Discurso del Rector José Doger Corte

Presidente del Honorable Consejo Universitario


Señor Gobernador;

Honorable Consejo Universitario;

Señoras y señores:



Desde que Mariano Picón Salas y los dos hermanos, Pedro y Max Henríquez Ureña, emprendieron el rescate de diversos autores clásicos latinoamericanos, se inició en nuestras tierras una tradición bibliográfica que, por múltiples razones, todas ellas injustas, se ha ido convirtiendo en un tenue hilo que se adelgaza cada día más y que por momentos parece estar a punto de desaparecer: la de ir a disfrutar la riqueza de la lengua española directamente en los textos literarios originales.
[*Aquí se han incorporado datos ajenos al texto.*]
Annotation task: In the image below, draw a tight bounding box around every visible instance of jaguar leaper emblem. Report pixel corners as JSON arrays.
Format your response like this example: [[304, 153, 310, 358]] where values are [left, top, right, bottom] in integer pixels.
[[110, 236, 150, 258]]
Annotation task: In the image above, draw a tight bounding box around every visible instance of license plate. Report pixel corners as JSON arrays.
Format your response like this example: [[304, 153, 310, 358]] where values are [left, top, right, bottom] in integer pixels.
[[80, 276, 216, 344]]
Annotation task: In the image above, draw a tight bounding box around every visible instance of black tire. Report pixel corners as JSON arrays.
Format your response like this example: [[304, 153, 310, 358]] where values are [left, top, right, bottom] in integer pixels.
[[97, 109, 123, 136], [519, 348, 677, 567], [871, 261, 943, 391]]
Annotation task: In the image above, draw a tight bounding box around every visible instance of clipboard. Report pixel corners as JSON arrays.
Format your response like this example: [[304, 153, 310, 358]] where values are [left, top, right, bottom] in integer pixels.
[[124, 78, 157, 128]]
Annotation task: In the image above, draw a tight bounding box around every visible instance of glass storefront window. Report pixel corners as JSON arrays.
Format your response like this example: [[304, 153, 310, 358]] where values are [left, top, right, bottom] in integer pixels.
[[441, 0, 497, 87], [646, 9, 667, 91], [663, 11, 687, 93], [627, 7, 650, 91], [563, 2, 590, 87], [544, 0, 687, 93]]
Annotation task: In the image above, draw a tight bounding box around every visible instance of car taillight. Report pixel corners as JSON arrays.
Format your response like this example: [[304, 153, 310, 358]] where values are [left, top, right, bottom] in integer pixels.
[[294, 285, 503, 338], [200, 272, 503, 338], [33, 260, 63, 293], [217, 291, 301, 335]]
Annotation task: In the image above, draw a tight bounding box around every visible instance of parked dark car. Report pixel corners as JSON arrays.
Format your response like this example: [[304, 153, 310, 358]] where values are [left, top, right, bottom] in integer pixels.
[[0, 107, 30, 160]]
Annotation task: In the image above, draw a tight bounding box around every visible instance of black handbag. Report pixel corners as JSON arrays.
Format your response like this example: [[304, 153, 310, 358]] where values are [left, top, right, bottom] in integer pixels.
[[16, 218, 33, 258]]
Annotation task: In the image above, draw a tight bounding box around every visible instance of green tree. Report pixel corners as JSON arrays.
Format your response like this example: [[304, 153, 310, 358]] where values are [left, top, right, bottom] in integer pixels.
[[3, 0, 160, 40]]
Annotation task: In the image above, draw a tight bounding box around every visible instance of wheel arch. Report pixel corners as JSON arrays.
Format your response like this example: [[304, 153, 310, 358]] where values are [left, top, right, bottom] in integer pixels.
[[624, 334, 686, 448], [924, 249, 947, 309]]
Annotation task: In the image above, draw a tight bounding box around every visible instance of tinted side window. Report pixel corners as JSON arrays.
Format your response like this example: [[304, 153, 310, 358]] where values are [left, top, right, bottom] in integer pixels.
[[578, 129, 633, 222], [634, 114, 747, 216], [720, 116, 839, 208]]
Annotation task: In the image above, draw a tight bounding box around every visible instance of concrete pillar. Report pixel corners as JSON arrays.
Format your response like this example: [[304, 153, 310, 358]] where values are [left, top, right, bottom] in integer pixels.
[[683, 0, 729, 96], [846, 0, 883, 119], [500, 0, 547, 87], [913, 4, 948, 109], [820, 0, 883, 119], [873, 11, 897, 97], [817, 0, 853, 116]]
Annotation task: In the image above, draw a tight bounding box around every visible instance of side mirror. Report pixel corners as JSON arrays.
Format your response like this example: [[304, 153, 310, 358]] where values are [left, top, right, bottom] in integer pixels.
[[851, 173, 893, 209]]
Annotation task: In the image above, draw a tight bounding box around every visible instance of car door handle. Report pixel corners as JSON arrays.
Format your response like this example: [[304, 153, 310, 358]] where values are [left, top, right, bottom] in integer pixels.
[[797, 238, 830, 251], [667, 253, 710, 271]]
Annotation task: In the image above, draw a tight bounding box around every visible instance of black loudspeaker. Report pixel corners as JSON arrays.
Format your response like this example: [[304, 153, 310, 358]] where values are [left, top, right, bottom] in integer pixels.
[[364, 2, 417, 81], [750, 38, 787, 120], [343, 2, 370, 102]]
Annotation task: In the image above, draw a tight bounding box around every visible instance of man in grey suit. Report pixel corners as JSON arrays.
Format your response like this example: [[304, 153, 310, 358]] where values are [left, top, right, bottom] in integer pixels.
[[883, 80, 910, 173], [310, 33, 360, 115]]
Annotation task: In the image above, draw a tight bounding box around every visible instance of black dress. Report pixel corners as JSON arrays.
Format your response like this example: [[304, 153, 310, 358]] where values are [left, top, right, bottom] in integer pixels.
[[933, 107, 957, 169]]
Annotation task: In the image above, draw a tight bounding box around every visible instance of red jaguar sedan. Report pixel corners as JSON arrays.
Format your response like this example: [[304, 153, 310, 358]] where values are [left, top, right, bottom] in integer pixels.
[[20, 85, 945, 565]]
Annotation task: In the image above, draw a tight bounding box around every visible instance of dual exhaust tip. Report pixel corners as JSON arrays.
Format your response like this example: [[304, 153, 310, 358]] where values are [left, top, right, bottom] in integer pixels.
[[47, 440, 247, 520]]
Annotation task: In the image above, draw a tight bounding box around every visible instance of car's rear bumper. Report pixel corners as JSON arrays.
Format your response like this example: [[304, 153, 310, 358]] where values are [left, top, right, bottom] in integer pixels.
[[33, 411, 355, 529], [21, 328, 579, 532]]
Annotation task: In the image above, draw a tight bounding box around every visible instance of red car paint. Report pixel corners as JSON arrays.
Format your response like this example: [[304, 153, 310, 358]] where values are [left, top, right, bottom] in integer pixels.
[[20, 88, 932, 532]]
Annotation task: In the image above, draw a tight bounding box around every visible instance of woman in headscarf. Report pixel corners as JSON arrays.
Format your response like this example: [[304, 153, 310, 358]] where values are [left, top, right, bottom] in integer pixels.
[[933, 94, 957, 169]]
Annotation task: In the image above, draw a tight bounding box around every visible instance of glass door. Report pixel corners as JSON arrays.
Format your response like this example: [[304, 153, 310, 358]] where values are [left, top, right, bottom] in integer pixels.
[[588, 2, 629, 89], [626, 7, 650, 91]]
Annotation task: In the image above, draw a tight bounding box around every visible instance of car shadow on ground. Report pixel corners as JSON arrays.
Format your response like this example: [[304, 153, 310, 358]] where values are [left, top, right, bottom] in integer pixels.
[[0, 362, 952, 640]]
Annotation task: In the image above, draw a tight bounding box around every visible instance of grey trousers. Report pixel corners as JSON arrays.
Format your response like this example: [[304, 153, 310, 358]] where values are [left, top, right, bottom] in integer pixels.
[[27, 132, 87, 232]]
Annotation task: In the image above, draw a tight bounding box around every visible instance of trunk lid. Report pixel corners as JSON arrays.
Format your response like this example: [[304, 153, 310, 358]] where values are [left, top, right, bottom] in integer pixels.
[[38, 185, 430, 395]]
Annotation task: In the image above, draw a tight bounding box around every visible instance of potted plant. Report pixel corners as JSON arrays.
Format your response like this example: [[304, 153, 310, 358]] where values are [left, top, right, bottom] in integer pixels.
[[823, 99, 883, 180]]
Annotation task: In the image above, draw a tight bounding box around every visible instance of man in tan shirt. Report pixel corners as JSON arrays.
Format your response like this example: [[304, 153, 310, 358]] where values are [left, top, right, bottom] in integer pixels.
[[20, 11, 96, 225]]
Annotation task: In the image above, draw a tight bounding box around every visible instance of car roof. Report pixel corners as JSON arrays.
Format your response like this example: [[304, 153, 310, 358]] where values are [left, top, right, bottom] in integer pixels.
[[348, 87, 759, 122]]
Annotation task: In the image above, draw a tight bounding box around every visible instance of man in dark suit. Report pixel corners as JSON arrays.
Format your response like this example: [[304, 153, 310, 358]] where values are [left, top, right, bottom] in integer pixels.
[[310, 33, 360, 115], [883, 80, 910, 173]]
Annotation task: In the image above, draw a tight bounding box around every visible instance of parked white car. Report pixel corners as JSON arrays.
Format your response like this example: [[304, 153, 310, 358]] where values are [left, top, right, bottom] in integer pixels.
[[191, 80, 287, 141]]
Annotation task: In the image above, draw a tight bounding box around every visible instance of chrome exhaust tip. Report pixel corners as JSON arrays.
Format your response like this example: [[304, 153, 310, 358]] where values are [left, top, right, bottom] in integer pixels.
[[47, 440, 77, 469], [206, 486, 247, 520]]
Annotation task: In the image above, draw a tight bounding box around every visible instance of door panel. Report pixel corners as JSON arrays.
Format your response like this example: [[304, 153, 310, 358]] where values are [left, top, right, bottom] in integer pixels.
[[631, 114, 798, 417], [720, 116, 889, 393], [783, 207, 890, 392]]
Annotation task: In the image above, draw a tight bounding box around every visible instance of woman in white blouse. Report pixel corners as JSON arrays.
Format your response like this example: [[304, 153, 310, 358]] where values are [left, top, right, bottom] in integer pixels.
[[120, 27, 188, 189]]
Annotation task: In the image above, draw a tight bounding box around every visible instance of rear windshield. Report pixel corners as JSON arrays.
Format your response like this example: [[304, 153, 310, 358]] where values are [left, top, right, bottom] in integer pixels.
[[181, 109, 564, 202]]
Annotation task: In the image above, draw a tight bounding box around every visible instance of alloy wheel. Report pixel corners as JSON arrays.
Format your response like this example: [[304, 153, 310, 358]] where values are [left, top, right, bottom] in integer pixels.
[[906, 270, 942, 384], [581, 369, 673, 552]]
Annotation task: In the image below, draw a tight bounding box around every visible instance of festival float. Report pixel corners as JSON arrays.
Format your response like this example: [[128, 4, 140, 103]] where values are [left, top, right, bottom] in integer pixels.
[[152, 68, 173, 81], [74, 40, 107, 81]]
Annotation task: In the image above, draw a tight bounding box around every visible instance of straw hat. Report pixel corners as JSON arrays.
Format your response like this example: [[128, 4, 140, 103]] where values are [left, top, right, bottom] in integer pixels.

Esta tradición filológica, fundada en español por los dos Menéndez -don Marcelino Menéndez y Pelayo y don Ramón Menéndez Pidal-, debiera ser la mejor defensa rígida por nuestra cultura contra la lenta y solapada destrucción del castellano, que es nuestra lengua madre y la única que puede dar razón de ser a nuestras maneras de sentir y de pensar, distintas y originales en la medida en que nos hacen vivir, a todos y por encima de las diferencias del color local, como latinoamericanos.

Por lo tanto, contribuir al rescate de esos textos literarios, analizándolos hasta obtener de ellos la médula de su sentido, equivale a luchar por la unidad de América con una fuerza superior a la de la guerra o el rencor, pues toma cotidianas -y disfrutables- las piezas que rememoran y evocan el habla con la que se entendieron, en la vida privada, nuestros antepasados, otorgándonos la oportunidad de identificamos con ellos y darle así sustento lingüístico a la arqueología de nuestras emociones más genuinas.

Así, el Dr. José Pascual Buxó ha usufructuado el privilegio de saber leer el español que se utilizó en los territorios de la Nueva España durante los siglos XVI y XVII, y ello le ha permitido llegar a comprender, en la entraña de su significado, las inclinaciones, los deseos, los arrebatos y la lucidez de una Sor Juana Inés de la Cruz filosófica y graciosa como pocas, y de un enamorado y contemporáneo, aunque físicamente distante, el colombiano Francisco Álvarez de Velasco Zorrilla, quien bajo la lupa semiótica del Dr. Pascual Buxó se deja arrastrar por su pasión platónica y por su ilustración poética.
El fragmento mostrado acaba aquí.